Calculs des coûts et avantages de la vie

par Franz-Joseph Huainigg, député au Conseil national autrichien*

hd. Franz-Joseph Huainigg considère que la remise du prix d’éthique à Peter Singer, en juin 2011, est une gifle magistrale pour les personnes handicapées. Il réclame une nouvelle définition de l’éthique et davantage de dignité humaine.

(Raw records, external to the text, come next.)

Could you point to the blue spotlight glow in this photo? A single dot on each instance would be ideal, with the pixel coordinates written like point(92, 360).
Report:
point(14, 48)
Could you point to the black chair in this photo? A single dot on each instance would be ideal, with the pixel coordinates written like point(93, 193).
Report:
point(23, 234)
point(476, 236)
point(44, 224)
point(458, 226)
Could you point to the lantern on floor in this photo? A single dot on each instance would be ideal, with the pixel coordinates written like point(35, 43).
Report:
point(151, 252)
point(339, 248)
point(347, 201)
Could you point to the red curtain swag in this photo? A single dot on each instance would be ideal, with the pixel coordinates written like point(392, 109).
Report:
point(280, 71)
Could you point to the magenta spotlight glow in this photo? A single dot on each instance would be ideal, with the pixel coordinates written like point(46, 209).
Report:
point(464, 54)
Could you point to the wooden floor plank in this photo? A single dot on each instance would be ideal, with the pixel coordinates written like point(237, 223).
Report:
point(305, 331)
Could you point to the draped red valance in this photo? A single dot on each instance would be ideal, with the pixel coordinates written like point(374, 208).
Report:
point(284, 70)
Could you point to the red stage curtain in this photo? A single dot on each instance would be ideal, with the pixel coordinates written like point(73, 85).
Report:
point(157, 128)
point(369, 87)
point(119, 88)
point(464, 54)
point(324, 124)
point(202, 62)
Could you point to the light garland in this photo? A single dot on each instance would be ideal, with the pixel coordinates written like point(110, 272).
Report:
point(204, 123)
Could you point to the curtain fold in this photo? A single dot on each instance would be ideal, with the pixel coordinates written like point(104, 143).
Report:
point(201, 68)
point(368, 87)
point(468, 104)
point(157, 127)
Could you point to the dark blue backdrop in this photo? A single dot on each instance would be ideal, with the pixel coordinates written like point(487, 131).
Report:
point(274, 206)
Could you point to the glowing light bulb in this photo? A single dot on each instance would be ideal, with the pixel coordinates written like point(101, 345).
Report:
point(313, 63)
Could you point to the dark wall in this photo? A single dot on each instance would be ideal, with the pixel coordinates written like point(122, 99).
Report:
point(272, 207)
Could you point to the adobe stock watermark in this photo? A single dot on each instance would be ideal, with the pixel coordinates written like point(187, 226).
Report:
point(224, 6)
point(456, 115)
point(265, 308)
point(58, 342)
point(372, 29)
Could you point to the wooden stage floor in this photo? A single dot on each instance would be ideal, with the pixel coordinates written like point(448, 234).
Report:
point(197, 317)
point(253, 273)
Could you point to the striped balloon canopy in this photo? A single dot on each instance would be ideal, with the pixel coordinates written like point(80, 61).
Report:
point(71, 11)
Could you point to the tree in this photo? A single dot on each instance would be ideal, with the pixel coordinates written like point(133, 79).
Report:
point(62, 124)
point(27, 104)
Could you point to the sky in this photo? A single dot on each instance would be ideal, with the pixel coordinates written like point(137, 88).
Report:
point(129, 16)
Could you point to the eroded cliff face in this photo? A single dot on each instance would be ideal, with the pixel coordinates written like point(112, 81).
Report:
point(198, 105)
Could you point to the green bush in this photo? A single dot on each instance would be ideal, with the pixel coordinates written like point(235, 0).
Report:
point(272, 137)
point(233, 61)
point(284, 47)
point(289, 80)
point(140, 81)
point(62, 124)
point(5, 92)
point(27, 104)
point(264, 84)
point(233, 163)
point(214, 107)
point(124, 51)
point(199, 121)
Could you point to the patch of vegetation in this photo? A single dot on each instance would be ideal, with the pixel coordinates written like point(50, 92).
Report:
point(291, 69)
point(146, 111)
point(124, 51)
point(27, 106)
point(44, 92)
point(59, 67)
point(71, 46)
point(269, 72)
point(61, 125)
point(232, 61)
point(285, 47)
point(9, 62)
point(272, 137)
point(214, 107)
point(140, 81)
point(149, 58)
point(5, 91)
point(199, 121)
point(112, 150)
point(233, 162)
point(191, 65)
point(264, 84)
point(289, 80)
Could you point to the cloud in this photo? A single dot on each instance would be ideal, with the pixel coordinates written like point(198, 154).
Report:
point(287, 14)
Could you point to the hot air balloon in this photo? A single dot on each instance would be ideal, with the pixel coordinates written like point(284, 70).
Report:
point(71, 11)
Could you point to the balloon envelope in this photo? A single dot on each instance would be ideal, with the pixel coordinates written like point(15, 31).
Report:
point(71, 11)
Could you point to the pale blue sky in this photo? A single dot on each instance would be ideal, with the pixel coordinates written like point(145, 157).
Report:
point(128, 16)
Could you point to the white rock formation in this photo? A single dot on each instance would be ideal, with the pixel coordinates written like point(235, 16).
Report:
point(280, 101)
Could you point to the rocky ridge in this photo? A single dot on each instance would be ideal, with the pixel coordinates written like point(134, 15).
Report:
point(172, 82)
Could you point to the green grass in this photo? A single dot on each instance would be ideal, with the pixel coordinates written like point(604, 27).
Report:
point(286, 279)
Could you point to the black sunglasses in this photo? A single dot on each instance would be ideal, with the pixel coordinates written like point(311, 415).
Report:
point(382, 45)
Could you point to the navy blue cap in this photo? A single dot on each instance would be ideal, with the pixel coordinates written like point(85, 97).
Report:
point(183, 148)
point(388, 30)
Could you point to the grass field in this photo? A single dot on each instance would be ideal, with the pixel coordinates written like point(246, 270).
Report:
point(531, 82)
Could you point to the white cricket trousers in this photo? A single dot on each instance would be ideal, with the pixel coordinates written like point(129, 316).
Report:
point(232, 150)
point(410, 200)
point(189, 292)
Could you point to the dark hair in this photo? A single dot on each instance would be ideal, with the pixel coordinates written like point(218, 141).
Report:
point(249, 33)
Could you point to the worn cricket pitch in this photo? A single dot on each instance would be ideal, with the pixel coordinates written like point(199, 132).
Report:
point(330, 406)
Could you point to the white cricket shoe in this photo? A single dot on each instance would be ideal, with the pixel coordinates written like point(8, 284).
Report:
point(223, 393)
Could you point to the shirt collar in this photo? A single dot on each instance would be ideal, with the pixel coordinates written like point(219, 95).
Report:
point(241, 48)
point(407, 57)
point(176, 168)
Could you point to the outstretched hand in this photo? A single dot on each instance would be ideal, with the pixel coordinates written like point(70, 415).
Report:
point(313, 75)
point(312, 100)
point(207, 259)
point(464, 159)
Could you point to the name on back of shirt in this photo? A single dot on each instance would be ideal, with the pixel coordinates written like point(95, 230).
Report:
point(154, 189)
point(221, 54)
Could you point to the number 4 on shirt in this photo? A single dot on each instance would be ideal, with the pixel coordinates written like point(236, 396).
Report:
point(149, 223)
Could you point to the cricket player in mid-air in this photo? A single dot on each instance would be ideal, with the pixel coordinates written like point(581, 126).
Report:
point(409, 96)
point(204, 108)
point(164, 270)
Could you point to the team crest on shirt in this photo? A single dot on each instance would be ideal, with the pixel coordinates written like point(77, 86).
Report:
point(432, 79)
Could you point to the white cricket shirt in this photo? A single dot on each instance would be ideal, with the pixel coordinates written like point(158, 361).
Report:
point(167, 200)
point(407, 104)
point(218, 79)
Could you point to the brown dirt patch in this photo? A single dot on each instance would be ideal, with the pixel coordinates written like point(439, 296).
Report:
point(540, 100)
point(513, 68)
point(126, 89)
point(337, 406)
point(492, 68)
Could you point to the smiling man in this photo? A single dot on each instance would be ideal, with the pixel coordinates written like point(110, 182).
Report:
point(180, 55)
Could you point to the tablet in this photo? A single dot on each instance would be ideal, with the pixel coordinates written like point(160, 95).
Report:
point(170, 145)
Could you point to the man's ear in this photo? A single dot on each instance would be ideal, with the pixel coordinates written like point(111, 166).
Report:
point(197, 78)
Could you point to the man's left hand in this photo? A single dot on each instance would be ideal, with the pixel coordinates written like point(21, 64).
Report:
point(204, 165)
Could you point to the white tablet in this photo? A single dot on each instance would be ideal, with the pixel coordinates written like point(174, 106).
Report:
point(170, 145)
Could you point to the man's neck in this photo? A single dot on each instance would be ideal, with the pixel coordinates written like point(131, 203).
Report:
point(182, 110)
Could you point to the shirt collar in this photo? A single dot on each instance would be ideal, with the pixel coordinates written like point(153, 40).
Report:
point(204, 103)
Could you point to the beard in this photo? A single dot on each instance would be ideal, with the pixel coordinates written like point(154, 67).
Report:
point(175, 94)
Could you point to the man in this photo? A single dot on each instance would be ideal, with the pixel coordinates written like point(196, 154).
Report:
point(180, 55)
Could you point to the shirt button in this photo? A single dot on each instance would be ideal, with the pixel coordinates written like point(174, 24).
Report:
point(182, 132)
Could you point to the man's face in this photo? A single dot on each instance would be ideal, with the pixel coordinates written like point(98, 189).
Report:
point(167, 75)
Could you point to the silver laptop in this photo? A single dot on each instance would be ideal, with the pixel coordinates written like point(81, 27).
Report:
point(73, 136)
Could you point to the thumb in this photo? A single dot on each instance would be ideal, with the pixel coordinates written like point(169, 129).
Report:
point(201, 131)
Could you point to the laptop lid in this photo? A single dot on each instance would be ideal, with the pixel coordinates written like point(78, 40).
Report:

Le concept d’éthique s’est détérioré en Allemagne tout autant qu’en Autriche. On pourrait supposer que les spécialistes de l’éthique se trouvent du côté de la vie et s’engagent pour elle. Mais ce n’est pas le cas! Le philosophe moraliste australien, Peter Singer, professeur de bioéthique à l’Université de Princeton a reçu, ces jours en Allemagne, le prix d’éthique de la Fondation Giordano-Bruno. C’est une gifle magistrale pour les personnes souffrant d’un handicap, quand on connaît les conceptions d’éthique de ce professeur: Il établit des critères pour le droit à la vie. Par exemple, le poisson est une créature non consciente. Les êtres dotés de conscience sont tout autant les animaux et les embryons humains dès la 18e semaine de grossesse. Les êtres humains sont des êtres conscients à partir de 9 mois, dans la mesure où on peut déceler une compréhension. Les enfants à handicap mental ne possèdent pas, selon Singer, cette compréhension, ne sont donc pas des êtres conscients, n’ont pas de caractère personnel et donc pas droit à la vie.

Qui a droit à la vie?

Alors qu’il refuse le droit à la vie aux enfants handicapés, il exige des droits humains pour les animaux. Dans ses écrits, il prétend que: «leur vie a nettement plus de valeur que celle de certains humains. Un chimpanzé, un chien ou un porc possèdent une conscience de soi nettement plus grande et une plus grande capacité de relations sensées avec les autres qu’un enfant gravement handicapé ou une personne dans un état de sénilité avancée. Si nous prenons de tels critères pour décider du droit à la vie, alors nous devons accorder aux animaux un même droit à la vie, voire un plus grand droit qu’à de telles personnes handicapées ou séniles.» (Singer, «Befreiung der Tiere», Munich 1982, p. 40).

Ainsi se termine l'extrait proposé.